Wie messe ich die Sitzbreite am Rollstuhl?

Sitzbreite-RollstuhlSetzen Sie die Person auf einen Stuhl und messen die

  • breiteste Stelle des Beckens (Trochanter major) und geben 2 cm hinzu.

Was ist noch zu beachten ?

Türenmaße: Soll der Rollstuhl auch in Innenräumen (Wohnung etc.) genutzt werden ist die schmalste Türenbreite auszumessen, durch die der Rollstuhl genutzt werden soll. Dieses Türenmaß ist mit der Rollstuhlgesamtbreite abzustimmen.
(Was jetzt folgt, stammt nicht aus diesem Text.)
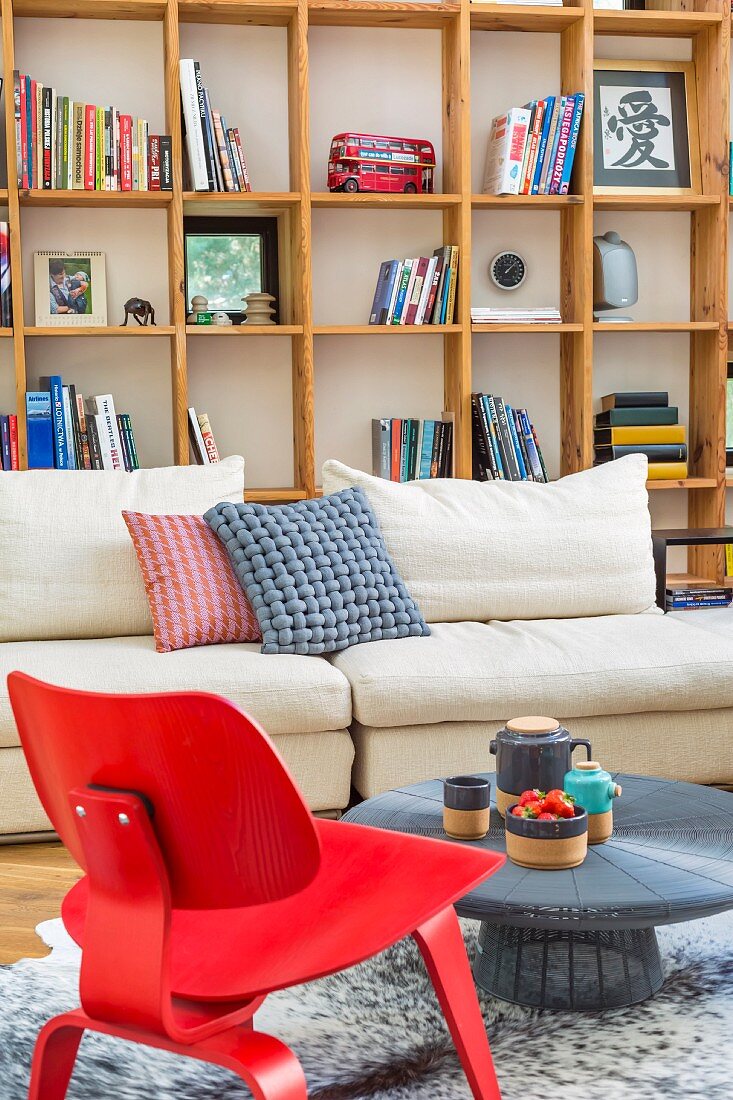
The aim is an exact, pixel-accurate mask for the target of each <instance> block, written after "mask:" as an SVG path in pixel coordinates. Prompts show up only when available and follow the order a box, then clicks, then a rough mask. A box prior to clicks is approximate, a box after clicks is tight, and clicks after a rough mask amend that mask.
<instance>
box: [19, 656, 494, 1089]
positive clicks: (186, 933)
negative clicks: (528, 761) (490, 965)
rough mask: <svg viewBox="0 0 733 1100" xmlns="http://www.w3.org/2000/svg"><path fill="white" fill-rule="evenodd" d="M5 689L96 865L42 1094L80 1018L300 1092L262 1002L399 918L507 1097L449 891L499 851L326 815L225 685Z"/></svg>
mask: <svg viewBox="0 0 733 1100" xmlns="http://www.w3.org/2000/svg"><path fill="white" fill-rule="evenodd" d="M9 687H10V698H11V702H12V706H13V711H14V714H15V719H17V723H18V728H19V731H20V737H21V741H22V745H23V749H24V750H25V756H26V758H28V761H29V766H30V769H31V774H32V777H33V781H34V783H35V787H36V790H37V792H39V795H40V798H41V801H42V802H43V805H44V807H45V810H46V813H47V814H48V816H50V818H51V821H52V822H53V824H54V827H55V828H56V829H57V832H58V834H59V836H61V837H62V839H63V842H64V844H65V845H66V846H67V848H68V849H69V850H70V853H72V854H73V855H74V857H75V859H76V860H77V861H78V862H79V864H80V866H81V867H83V868H84V870H85V871H86V877H85V878H84V879H83V880H81V881H80V882H79V883H78V884H77V886H76V887H74V889H73V890H72V891H70V892H69V893H68V895H67V897H66V899H65V901H64V905H63V919H64V923H65V925H66V927H67V930H68V931H69V933H70V935H72V936H73V937H74V939H76V942H77V943H78V944H80V945H81V947H83V956H81V977H80V1000H81V1007H80V1008H79V1009H77V1010H76V1011H74V1012H67V1013H64V1014H63V1015H61V1016H57V1018H56V1019H55V1020H52V1021H51V1022H50V1023H47V1024H46V1025H45V1027H44V1029H43V1030H42V1032H41V1034H40V1036H39V1041H37V1044H36V1048H35V1054H34V1058H33V1069H32V1076H31V1088H30V1097H31V1100H63V1098H64V1097H65V1096H66V1090H67V1087H68V1082H69V1079H70V1076H72V1071H73V1068H74V1063H75V1059H76V1053H77V1049H78V1045H79V1042H80V1038H81V1035H83V1033H84V1032H85V1030H89V1031H95V1032H101V1033H103V1034H107V1035H117V1036H120V1037H122V1038H128V1040H130V1041H132V1042H136V1043H143V1044H146V1045H149V1046H152V1047H160V1048H163V1049H166V1051H174V1052H176V1053H178V1054H184V1055H188V1056H190V1057H193V1058H198V1059H201V1060H205V1062H211V1063H216V1064H218V1065H220V1066H225V1067H227V1068H228V1069H230V1070H233V1071H234V1073H236V1074H238V1075H239V1076H240V1077H241V1078H242V1079H243V1080H244V1081H245V1082H247V1085H248V1086H249V1087H250V1089H251V1090H252V1092H253V1095H254V1097H256V1098H258V1100H305V1098H306V1097H307V1090H306V1082H305V1077H304V1074H303V1069H302V1068H300V1064H299V1062H298V1060H297V1058H296V1057H295V1055H294V1054H293V1053H292V1052H291V1051H289V1049H288V1048H287V1047H286V1046H285V1045H284V1044H283V1043H281V1042H280V1041H278V1040H277V1038H274V1037H272V1036H270V1035H265V1034H262V1033H260V1032H258V1031H255V1030H254V1024H253V1016H254V1013H255V1011H256V1009H258V1008H259V1007H260V1005H261V1004H262V1001H263V1000H264V998H265V997H266V996H267V993H270V992H271V991H273V990H276V989H283V988H285V987H288V986H296V985H299V983H300V982H305V981H310V980H313V979H314V978H319V977H322V976H324V975H328V974H332V972H335V971H337V970H342V969H344V968H346V967H350V966H352V965H353V964H355V963H360V961H362V960H363V959H366V958H370V957H371V956H373V955H376V954H378V953H379V952H381V950H383V949H384V948H386V947H389V946H390V945H392V944H394V943H396V942H397V941H400V939H402V938H403V937H404V936H406V935H412V936H413V937H414V938H415V941H416V942H417V944H418V946H419V949H420V952H422V954H423V957H424V959H425V963H426V965H427V969H428V972H429V975H430V978H431V980H433V982H434V986H435V989H436V992H437V994H438V999H439V1001H440V1005H441V1008H442V1011H444V1013H445V1016H446V1020H447V1023H448V1026H449V1029H450V1032H451V1035H452V1037H453V1041H455V1043H456V1047H457V1049H458V1054H459V1056H460V1058H461V1062H462V1064H463V1068H464V1070H466V1076H467V1078H468V1080H469V1084H470V1086H471V1090H472V1092H473V1096H474V1097H475V1098H480V1100H500V1091H499V1085H497V1082H496V1077H495V1075H494V1069H493V1064H492V1059H491V1054H490V1051H489V1043H488V1040H486V1035H485V1031H484V1026H483V1022H482V1019H481V1014H480V1011H479V1004H478V1000H477V994H475V989H474V987H473V981H472V979H471V972H470V969H469V965H468V959H467V957H466V949H464V946H463V941H462V937H461V932H460V927H459V924H458V920H457V917H456V913H455V910H453V908H452V905H453V902H456V901H457V900H458V899H459V898H460V897H461V895H462V894H464V893H467V892H468V891H469V890H471V889H472V888H473V887H475V886H477V884H478V883H479V882H481V881H482V880H483V879H485V878H486V877H488V876H489V875H491V873H492V872H493V871H494V870H496V868H499V867H500V866H501V864H502V862H503V857H501V856H496V855H493V854H490V853H486V851H480V850H475V849H472V848H469V847H462V846H458V845H456V844H446V843H441V842H438V840H428V839H424V838H422V837H412V836H403V835H401V834H397V833H389V832H383V831H380V829H373V828H365V827H363V826H360V825H346V824H342V823H339V822H329V821H318V820H316V818H314V817H313V816H311V814H310V813H309V811H308V809H307V806H306V804H305V802H304V800H303V798H302V795H300V792H299V791H298V789H297V787H296V784H295V782H294V780H293V779H292V777H291V774H289V773H288V771H287V768H286V767H285V764H284V762H283V760H282V759H281V757H280V756H278V753H277V751H276V749H275V748H274V746H273V744H272V741H271V740H270V739H269V738H267V736H266V735H265V734H264V733H263V730H262V729H260V727H259V726H258V725H256V723H254V722H253V720H252V719H251V718H248V716H247V715H245V714H243V713H242V712H241V711H239V709H238V708H237V707H236V706H233V705H232V704H231V703H228V702H227V701H226V700H223V698H219V697H218V696H215V695H206V694H203V693H195V692H190V693H182V694H160V695H103V694H92V693H87V692H77V691H68V690H66V689H63V687H56V686H52V685H50V684H45V683H42V682H40V681H37V680H33V679H31V678H30V676H26V675H23V674H21V673H18V672H13V673H11V675H10V676H9Z"/></svg>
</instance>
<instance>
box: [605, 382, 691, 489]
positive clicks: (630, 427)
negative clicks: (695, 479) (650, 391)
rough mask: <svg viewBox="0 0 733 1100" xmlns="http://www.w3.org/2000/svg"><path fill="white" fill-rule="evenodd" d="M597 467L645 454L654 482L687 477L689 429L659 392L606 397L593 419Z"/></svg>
mask: <svg viewBox="0 0 733 1100" xmlns="http://www.w3.org/2000/svg"><path fill="white" fill-rule="evenodd" d="M593 447H594V459H593V463H594V465H600V464H601V463H603V462H611V461H612V460H613V459H621V458H623V456H624V455H625V454H645V455H646V456H647V459H648V461H649V473H648V476H649V478H650V480H652V481H668V480H674V478H677V477H687V429H686V427H685V425H682V423H679V410H678V408H677V407H676V406H674V405H670V404H669V394H667V393H663V392H660V390H654V392H639V393H630V392H626V393H619V394H606V395H605V397H602V398H601V411H600V412H598V414H597V415H595V417H594V420H593Z"/></svg>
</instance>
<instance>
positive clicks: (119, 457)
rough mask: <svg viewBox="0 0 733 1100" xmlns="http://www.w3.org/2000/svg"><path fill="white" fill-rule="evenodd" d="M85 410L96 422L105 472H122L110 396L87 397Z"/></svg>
mask: <svg viewBox="0 0 733 1100" xmlns="http://www.w3.org/2000/svg"><path fill="white" fill-rule="evenodd" d="M87 410H88V411H89V412H91V415H92V416H94V417H95V420H96V422H97V433H98V434H99V449H100V451H101V455H102V465H103V467H105V470H124V461H123V459H122V441H121V440H120V431H119V428H118V426H117V415H116V412H114V399H113V398H112V395H111V394H99V395H97V396H96V397H87Z"/></svg>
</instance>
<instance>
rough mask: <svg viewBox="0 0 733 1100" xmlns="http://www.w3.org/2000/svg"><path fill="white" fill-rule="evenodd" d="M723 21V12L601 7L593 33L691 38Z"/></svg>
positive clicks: (599, 33) (594, 18)
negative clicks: (608, 10)
mask: <svg viewBox="0 0 733 1100" xmlns="http://www.w3.org/2000/svg"><path fill="white" fill-rule="evenodd" d="M721 22H722V14H721V12H697V11H600V10H599V11H594V12H593V33H594V34H623V35H641V36H643V37H645V38H652V37H661V38H689V37H692V36H693V35H694V34H698V33H699V32H700V31H707V30H708V29H709V27H711V26H715V25H716V24H719V23H721Z"/></svg>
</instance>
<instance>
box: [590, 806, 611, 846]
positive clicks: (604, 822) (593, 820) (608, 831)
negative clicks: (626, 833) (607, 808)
mask: <svg viewBox="0 0 733 1100" xmlns="http://www.w3.org/2000/svg"><path fill="white" fill-rule="evenodd" d="M612 833H613V810H606V812H605V813H604V814H589V815H588V843H589V844H605V842H606V840H608V839H609V837H610V836H611V834H612Z"/></svg>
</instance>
Kleidung & Co.: Wird der Rollstuhl viel im Aussenbreich auch zur kalten Jahreszeit genutzt sollten Sie evtl. Mehrkleidung berücksichtigen. Ein Winterschlupfsack oder dickere Jacken sollten ausreichend Platz zwischen den Seitenteilen haben.

 

 

Gängige Sitzbreiten bei Standard- und Faltrollstühlen sind:

  • 38 cm (Small)
  • 40 cm (Small-Medium)
  • 43 cm (Medium)
  • 45 cm (Medium-Large)
  • 48 cm (Large)
  • 51 cm (Large-XL)

 

Gewichtstendenz beachten:

Ist mit einer Gewichtszunahme bzw. Gewichtsabnahme zu rechnen sollten Sie dies bei einer Rollstuhlbestellung berücksichtigen und die Sitzbreite entsprechend vorausschauend bestimmen.

Körpergewicht beachten:

Standardrollstühle sind in der Regel bis zu einem Personengewicht von 130 kg (bitte jeweils Herstellerangaben beachten) belastbar. Bei korpulenten Rollstuhlfahrern über 130kg werden Rollstühle mit verstärkten Rahmen benötigt.